Actually, this preseason is going to be an important one, IMO. It will tell us alot about how the team handles the new offense.

In other news, JJ might not play tonight.


----------



## CP26 (May 8, 2003)

This is gonna be great. Me and my friends are going to the game tonight. You can see me wearing the Caron Butler jersey :laugh: j/k. The match up I want to see is Stack and Keith


----------



## Rashidi (Oct 2, 2003)

Chris Whitney vs Charlie Ward.


----------



## MJG (Jun 29, 2003)

> Originally posted by <b>jazzy1</b>!
> Me and my pops will be front and center as always we got them, season tix. I will ocassionally not be attending games so I'll have a pair of tickets for some games. I'll make a post about the games ahead of time. The 1st person who PM's me can have the tix to those games free of charge. I'll leave them at the MCI center in the persons name. I just prefer to watch some games on TV and being out of town with my job prevents me from attending some games.
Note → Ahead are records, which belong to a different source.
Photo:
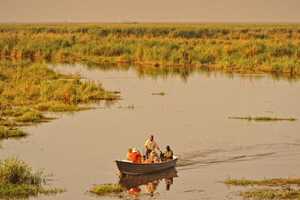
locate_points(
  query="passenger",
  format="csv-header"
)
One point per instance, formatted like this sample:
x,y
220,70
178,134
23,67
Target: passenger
x,y
150,145
129,155
168,154
153,157
136,156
Very nice! Odds are I wouldn't be the one to get them, since I wouldn't be in the area enough to make it to a majority of the game, but I thank you in advance for everyone 

I'm getting excited for tonight's game. I know I said that I put little stock into preseason games in my above post, but that doesn't mean they aren't great to discuss. I really hope JJ can play tonight, as he's grown on me over the course of the summer (albeit for no particular reason). Coupled with the notes from Jazzy about how the coaches have really high hopes for him, he is probably the player I am most excited about seeing play. Then again, there is Kwame ... and Arenas ... and Hayes ... and even Blake. The season is just a few short weeks away :grinning:


----------



## digital jello (Jan 10, 2003)

Will it be on MSG?


----------



## MJG (Jun 29, 2003)

> Originally posted by <b>digital jello</b>!
> Will it be on MSG?


It's at MCI Center, if you're asking where it's at.


----------



## MJG (Jun 29, 2003)

Wiz 15 Knicks 8

All of our starters have scored, nothing else really of note so far.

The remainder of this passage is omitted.